FICHA TÉCNICA



Título obra La zapatera prodigiosa

Autoría Federico García Lorca

Dirección Cecilio Madanes

Elenco Aurora Bautista, Guillermo Zetina, José Baviera, Armando Arriola, Manolo García, Luis Lara

Referencia María Luisa Mendoza, “La zapatera prodigiosa”, en El Gallo Ilustrado, no 59, supl. de El Día, 11 agosto 1963, p. 4.




imagen facsimilar

Referencia Electrónica

El Gallo Ilustrado, El Día

Columna Teatro

La zapatera prodigiosa

María Luisa Mendoza

La farsa exige siempre naturalidad., El autor ya se ha encargado de dibujar el tipo, y el sastre de vestirlo. Sencillez...
Federico García Lorca, sobre La zapatera prodigiosa.

Aurora Bautista por nada de este salado mundo desata una cinta hecha, tuerce un camino escogido. Y como quiere ella aparecer en los tablados de México como actriz cómica y no dramática –que su diferencia hay entre ambas máscaras– entonces el público de México tiene que seguir viéndola tras de su sonrisa. Porque ahora en el traje de los madroños zapateriles, la Bautista está en papel. Y que si no lo fuera, lo haría a su modo, no faltaba más, que para eso es la Bautista. Recordad si no aquella maestra milagrosa que volvió coqueta y alegre como una violetera.

El caso es que ahora retorna –ayer en el milagro, hoy en el prodigio de los calificativos para los títulos– con García Lorca en las manos, y lo mueve, y lo canta, y lo declama, y lo zapatea también, que para eso su maridito del alma le ha dado tacones como dos tambores. Y Aurora Bautista se mueve demasiado, como un mar que avecina tormenta y que uno quisiera calmar con sólo verlo. Es imposible, y la actriz española sigue en su exageración, si bien es cierto graciosa, tan colmada que oculta la poesía de la letra lorquiana, que tiene su importancia, con perdón de la Bautista.
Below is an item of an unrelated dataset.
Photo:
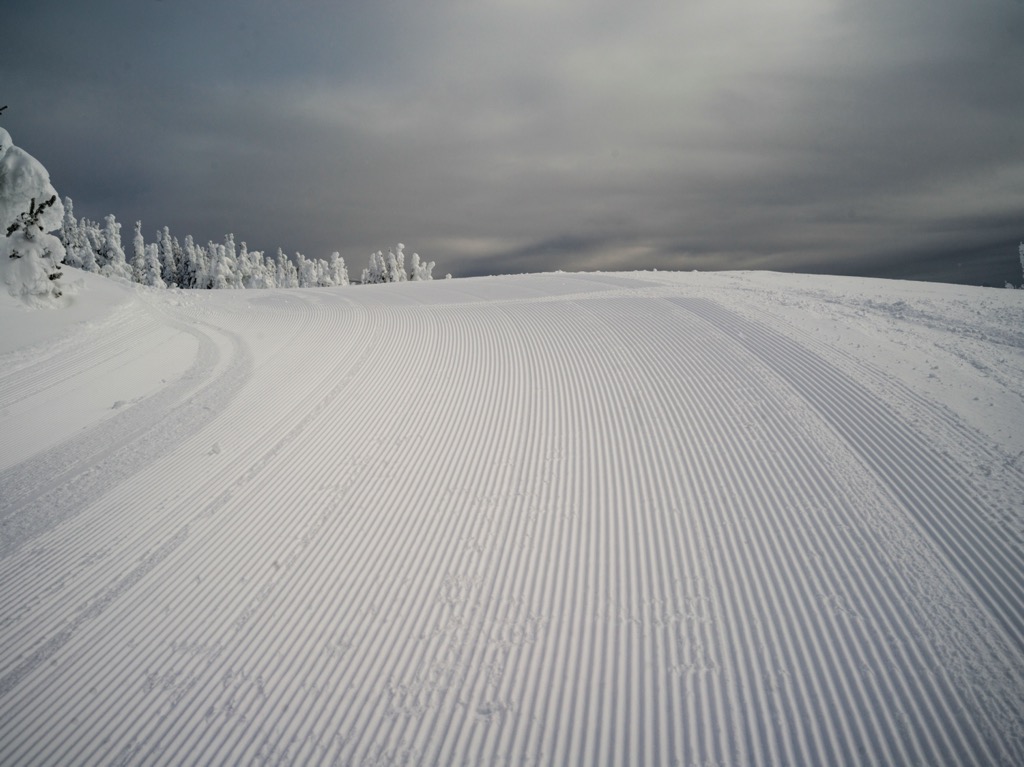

Y así va pasando esa farsa violenta que Federico quiso fuera dirigida a bastonazos (qué no habrá usado en 1930 que la estrenara con Margarita Xirgú en lo más alto de su talento). Farsa que se antoja campo libre siempre para la libertad de formas o tendencias, para la imaginación en trajerío y luces. Para que ellos, los intérpretes, sean un poco títeres, un poco saltimbanquis, un poco bailarines y en mucho actores.

El director argentino Cecilio Madanes debuta en México con esta labor de color e intento alegre. Y aunque en resumen su dirección podría considerarse hermosa y singular, se cuelga en escenas que dejan ahogar la poesía –como el vuelo de la mariposa que no dice nada de Federico– o que se alargan en bailes torpes o se mira la mano que subraya un final con un burro y un tropel de gente despidiéndose. No hay logro; es como muchos intentos sin llegar a fraguarse. Tantito porque la pieza ha dejado de operar totalmente en el tiempo –también a un genio como Lorca puede pasarle, ¿por qué no?–, tantito porque la protagonista es el pivote alrededor del cual la mitad o las tres cuartas partes del elenco hablan como ella: pronunciando ce y zeta, y el resto se queda con nuestro español de iberoamericanos. Molesta la falta de uniformidad, sobre todo el principio. ¿Por qué? ¿No hubiera podido la señorita Bautista hacer el esfuerzo de pronunciar como los países conquistados por los reyes católicos? O por el contrario: obligar a los mexicanos a ejercitar la manera de hablar de los conquistadores.

Un decorado inteligente, simple, funcional y hermoso sirve de marco a la farsa. Desafortunadamente el telón de fondo muestra evidentes muestras de maltrato. Y la dirección se complació en usar un reflector en cuanto los actores bajan de un foro circular. Modo selectivo propio de comedia musical pero que rompe la magia de una farsa lorquiana, aunque ésta sea el puro juego de caracteres y situaciones chuscas.

Bonita Aurora Bautista. Extraordinario Guillermo Zetina, que en la escena casi final, en donde se mira tras el disfraz de titiritero, alcanza a cubrir, y con mucho, la ausencia de atmósfera poética en medio de tanto lucimiento personal y actitudes de vedetes. También brilla José Baviera que pronuncia, sin ningún titubeo, para balancear a la protagonista. Muy simpático en su desorbitado personaje Armando Arriola. Bien Manolo García. Y el niño Luis Lara, espontáneo aunque no alcance aquella manera de vivir la figurita leal y blanca de Lorca que otro niño, de apellido Banquells, consiguiera en la puesta en escena de La zapatera prodigiosa por el grupo de Poesía en voz alta, hace algunos años. Con una zapatera personalísima y morena de veras: Rosenda Montero, que en su admirable juventud pudo acercarse más al granadino que su paisana, la consagrada Bautista.